Retention Systems - Creating Probability-To-Leave Prediction Model

Hello guys! Today, I will be showing you on how to create a retention-based model that could predict the likelihood that the players will leave.

Setting Up

• If you’re modeling the probability that a player leaves over time, Complementary Log–Log is often a better choice as a binary function output because it naturally models time-to-event processes where the probability of leaving increases asymmetrically as time passes.

local DataPredict = require(DataPredict)

--[[

  For incremental learning purposes, set the maximumNumberOfIterations to 1 to avoid fully train on the current data.

  Additionally, the more number of maximumNumberOfIterations you have, the lower the learningRate it should be to avoid "inf" and "nan" issues.

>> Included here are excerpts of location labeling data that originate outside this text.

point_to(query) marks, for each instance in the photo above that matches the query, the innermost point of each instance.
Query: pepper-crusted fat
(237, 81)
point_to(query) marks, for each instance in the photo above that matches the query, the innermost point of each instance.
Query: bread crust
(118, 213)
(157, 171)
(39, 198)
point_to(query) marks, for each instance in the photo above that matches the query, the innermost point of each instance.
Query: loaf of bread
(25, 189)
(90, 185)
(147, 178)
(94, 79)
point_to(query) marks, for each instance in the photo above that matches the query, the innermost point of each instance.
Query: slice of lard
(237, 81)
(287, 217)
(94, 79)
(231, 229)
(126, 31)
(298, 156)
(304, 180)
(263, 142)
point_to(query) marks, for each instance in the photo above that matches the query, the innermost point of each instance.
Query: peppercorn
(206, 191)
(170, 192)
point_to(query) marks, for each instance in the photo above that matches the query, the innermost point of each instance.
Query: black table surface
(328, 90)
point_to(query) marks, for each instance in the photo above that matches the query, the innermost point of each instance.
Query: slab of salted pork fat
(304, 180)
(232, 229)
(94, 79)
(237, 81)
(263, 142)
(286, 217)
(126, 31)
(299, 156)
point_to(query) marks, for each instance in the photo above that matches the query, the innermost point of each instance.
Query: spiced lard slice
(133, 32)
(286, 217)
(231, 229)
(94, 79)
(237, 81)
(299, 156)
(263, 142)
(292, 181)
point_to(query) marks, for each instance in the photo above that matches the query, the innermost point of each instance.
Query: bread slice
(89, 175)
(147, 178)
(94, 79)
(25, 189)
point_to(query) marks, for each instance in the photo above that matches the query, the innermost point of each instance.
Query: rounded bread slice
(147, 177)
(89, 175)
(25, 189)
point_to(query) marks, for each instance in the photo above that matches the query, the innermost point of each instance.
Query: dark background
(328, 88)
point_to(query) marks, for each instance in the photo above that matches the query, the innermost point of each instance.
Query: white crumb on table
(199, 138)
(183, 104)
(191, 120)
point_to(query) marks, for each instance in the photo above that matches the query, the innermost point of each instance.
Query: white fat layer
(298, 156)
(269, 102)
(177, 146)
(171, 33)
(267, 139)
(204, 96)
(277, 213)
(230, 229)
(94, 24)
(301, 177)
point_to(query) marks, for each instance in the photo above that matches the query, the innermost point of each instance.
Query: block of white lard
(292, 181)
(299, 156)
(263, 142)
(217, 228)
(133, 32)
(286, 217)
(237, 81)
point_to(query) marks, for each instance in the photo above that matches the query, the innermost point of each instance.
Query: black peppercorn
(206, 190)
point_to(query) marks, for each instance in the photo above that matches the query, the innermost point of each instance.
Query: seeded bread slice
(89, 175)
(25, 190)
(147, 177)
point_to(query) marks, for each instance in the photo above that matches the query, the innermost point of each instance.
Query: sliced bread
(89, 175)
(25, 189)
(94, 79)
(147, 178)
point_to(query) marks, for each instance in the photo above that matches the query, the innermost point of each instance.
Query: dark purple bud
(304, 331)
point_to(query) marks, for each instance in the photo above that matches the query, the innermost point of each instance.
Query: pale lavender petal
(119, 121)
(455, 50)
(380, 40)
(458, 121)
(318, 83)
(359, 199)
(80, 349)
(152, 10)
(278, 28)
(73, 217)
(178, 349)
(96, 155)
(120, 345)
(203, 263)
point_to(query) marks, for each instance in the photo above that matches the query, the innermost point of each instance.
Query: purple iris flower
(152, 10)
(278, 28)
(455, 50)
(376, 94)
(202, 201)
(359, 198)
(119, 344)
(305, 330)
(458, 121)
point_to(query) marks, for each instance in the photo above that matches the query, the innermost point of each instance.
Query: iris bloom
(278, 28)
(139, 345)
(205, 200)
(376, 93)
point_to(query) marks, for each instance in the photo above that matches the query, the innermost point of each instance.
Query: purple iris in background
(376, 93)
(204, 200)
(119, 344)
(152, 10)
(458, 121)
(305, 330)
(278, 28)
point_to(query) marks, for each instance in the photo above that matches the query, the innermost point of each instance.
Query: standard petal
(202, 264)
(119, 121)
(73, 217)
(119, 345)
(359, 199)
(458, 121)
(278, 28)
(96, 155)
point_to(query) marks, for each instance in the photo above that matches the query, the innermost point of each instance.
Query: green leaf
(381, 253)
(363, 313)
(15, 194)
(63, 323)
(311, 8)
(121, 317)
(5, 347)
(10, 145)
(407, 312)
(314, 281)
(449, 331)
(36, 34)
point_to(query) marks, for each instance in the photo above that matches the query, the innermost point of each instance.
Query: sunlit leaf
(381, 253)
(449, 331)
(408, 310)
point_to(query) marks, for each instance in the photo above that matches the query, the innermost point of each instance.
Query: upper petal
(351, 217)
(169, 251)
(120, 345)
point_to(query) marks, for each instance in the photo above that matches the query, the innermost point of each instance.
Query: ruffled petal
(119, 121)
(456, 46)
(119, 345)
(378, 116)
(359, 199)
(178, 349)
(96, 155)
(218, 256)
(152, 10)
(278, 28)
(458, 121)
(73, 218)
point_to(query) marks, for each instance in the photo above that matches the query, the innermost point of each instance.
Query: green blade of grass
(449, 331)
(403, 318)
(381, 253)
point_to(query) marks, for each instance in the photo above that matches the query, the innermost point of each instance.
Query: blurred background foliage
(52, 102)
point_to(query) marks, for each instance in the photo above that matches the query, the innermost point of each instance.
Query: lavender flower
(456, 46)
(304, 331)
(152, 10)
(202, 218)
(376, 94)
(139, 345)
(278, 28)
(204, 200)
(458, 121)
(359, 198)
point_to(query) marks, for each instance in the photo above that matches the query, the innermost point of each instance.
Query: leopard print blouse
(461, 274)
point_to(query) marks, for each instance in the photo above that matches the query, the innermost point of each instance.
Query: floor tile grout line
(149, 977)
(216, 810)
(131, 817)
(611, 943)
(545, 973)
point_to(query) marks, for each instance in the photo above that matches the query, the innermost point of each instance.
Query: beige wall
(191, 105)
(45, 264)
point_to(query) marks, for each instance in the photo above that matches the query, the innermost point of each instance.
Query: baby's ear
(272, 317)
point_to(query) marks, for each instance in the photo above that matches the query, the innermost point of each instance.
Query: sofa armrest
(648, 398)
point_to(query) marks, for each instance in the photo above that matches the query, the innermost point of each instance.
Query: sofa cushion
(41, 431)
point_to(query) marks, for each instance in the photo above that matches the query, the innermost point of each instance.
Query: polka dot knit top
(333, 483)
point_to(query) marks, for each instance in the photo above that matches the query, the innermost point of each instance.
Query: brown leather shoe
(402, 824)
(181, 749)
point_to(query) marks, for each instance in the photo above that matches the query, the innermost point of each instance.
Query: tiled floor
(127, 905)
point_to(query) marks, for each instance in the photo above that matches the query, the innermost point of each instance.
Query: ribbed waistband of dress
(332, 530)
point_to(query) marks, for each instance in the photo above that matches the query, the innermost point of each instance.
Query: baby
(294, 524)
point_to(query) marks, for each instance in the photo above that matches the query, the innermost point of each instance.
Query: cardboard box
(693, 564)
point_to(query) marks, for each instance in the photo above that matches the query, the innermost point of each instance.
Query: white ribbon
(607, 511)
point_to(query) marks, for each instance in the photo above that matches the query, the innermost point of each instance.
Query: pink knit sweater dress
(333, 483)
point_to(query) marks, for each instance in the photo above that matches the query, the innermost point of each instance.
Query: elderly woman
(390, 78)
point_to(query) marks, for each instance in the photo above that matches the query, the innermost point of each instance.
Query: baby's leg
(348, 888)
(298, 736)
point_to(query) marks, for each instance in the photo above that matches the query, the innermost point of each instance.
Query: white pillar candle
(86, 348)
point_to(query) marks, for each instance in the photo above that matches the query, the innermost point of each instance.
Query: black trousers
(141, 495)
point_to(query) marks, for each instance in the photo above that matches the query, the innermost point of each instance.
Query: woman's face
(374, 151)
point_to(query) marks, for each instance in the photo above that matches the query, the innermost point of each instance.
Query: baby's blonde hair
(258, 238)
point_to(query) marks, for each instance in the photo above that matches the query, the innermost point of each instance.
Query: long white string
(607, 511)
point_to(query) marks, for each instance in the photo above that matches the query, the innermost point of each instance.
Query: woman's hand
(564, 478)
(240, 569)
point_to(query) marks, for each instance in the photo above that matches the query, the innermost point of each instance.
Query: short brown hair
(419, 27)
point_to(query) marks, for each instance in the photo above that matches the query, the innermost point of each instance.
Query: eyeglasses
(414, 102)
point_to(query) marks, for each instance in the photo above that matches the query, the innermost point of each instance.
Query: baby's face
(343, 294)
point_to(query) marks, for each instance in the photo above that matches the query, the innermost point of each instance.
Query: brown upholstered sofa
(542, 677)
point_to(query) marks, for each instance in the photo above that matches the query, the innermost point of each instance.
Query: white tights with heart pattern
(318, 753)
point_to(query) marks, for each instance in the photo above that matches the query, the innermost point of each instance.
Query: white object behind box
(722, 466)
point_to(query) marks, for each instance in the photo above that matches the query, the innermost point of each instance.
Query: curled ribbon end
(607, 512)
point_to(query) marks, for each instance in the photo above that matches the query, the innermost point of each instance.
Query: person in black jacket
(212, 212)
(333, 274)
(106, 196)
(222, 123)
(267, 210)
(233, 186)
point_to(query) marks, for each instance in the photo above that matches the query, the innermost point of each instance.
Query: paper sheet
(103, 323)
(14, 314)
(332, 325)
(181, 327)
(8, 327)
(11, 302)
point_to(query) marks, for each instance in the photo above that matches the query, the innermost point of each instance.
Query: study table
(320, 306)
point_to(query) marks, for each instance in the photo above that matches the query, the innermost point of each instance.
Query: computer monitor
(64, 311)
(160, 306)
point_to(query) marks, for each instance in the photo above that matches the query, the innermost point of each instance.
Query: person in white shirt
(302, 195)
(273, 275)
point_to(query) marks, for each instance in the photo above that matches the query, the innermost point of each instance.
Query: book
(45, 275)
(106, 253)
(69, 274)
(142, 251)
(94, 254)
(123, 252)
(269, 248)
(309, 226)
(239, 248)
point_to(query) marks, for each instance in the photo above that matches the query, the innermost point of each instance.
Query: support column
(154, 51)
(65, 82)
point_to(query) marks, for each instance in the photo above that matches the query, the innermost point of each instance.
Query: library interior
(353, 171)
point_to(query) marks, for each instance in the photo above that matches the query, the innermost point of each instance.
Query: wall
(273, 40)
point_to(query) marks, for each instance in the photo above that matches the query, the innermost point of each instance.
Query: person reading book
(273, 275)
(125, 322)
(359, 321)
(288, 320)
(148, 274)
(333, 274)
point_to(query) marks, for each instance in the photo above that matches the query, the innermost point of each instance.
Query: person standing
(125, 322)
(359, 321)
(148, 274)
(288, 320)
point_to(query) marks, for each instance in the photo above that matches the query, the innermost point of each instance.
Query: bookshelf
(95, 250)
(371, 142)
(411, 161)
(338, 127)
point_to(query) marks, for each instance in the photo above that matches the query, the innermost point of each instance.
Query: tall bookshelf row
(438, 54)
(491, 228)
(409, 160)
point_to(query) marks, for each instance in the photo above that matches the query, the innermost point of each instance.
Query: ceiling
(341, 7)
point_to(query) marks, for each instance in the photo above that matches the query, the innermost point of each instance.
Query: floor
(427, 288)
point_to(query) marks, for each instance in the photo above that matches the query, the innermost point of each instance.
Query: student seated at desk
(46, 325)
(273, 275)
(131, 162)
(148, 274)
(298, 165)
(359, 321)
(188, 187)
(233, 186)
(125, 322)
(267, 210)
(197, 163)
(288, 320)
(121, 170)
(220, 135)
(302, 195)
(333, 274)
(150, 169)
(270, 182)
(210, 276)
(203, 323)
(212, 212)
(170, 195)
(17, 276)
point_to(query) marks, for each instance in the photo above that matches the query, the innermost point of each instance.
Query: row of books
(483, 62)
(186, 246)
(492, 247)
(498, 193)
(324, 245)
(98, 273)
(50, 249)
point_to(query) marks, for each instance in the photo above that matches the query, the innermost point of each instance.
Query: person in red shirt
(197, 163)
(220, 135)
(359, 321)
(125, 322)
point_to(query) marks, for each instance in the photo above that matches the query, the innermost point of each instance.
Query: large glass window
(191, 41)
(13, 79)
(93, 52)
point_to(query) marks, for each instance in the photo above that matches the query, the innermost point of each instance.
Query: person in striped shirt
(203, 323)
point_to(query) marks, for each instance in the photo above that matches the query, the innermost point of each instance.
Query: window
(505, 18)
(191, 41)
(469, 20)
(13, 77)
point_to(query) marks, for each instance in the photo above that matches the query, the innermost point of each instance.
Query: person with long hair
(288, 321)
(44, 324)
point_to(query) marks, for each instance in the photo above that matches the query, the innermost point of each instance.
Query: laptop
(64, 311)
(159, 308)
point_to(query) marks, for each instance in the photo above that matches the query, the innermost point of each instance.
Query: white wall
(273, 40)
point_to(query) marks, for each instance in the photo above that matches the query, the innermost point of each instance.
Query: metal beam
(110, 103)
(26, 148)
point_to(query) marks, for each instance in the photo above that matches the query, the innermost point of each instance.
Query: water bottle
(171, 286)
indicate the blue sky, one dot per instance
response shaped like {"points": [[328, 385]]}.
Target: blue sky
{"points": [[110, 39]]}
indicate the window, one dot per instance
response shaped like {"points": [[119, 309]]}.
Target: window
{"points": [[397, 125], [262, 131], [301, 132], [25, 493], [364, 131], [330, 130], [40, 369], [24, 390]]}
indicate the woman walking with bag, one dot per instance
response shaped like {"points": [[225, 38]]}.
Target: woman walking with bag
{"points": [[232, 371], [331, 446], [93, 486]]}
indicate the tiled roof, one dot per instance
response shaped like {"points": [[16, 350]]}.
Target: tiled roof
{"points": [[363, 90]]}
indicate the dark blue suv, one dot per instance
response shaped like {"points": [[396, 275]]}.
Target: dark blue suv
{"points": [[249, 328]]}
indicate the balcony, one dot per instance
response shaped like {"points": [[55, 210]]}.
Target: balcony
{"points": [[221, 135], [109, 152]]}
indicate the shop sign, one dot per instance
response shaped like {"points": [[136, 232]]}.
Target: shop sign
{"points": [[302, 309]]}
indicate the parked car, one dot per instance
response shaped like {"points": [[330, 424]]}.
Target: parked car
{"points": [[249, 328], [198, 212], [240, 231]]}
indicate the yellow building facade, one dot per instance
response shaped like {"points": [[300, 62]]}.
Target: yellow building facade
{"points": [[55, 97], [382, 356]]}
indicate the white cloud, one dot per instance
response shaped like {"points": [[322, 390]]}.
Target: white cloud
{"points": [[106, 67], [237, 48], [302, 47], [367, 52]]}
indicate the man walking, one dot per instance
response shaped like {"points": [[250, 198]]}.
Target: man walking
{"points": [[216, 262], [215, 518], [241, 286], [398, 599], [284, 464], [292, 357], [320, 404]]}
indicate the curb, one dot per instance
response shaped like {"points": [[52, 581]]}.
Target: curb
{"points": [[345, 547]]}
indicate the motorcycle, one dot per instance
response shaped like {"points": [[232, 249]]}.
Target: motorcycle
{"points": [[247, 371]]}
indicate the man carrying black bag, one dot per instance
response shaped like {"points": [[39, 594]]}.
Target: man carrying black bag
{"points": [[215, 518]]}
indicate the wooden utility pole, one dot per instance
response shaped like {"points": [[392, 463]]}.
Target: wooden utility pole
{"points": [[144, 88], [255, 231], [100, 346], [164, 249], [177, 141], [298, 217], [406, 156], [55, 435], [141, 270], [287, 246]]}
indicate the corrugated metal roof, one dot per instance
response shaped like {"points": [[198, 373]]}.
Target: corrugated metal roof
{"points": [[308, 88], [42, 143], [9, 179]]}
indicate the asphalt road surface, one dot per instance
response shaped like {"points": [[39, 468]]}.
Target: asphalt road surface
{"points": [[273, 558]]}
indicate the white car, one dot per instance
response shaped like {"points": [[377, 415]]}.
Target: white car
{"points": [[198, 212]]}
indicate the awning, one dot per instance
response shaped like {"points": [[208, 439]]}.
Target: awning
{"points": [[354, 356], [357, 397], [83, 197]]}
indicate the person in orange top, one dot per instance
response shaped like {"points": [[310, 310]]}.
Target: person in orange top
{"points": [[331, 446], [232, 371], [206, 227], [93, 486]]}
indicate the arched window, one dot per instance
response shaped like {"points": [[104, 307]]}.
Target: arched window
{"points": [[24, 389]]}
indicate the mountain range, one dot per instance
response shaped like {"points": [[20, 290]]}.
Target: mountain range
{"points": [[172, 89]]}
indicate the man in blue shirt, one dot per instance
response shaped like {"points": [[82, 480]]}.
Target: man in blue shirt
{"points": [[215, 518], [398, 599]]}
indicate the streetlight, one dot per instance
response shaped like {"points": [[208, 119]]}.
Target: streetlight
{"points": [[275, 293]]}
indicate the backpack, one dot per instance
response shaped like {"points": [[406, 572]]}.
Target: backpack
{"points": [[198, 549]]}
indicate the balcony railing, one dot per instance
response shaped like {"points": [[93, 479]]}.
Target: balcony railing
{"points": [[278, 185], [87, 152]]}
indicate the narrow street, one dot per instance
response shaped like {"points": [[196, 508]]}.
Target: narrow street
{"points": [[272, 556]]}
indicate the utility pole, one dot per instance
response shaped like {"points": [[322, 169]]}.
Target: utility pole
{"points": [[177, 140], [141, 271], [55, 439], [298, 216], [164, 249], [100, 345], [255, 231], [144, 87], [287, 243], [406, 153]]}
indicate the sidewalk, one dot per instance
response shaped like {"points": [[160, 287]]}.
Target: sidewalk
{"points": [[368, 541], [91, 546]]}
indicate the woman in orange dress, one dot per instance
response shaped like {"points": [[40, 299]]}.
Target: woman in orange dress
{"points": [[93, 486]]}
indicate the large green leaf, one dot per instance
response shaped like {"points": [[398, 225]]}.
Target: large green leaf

  Also please to make sure to set latentFactorCount to be less than the number of features to avoid overfitting.

--]]

local LeavePredictionModel = DataPredict.Models.FactorizationMachine.new({maximumNumberOfIterations = 1, learningRate = 0.3, latentFactorCount = 3, binaryFunction = "ComplementaryLogLog"})

Upon Player Join

In here, what you need to do is:

• Store initial player data as a vector of numbers.

• Store the initial time that the player joined.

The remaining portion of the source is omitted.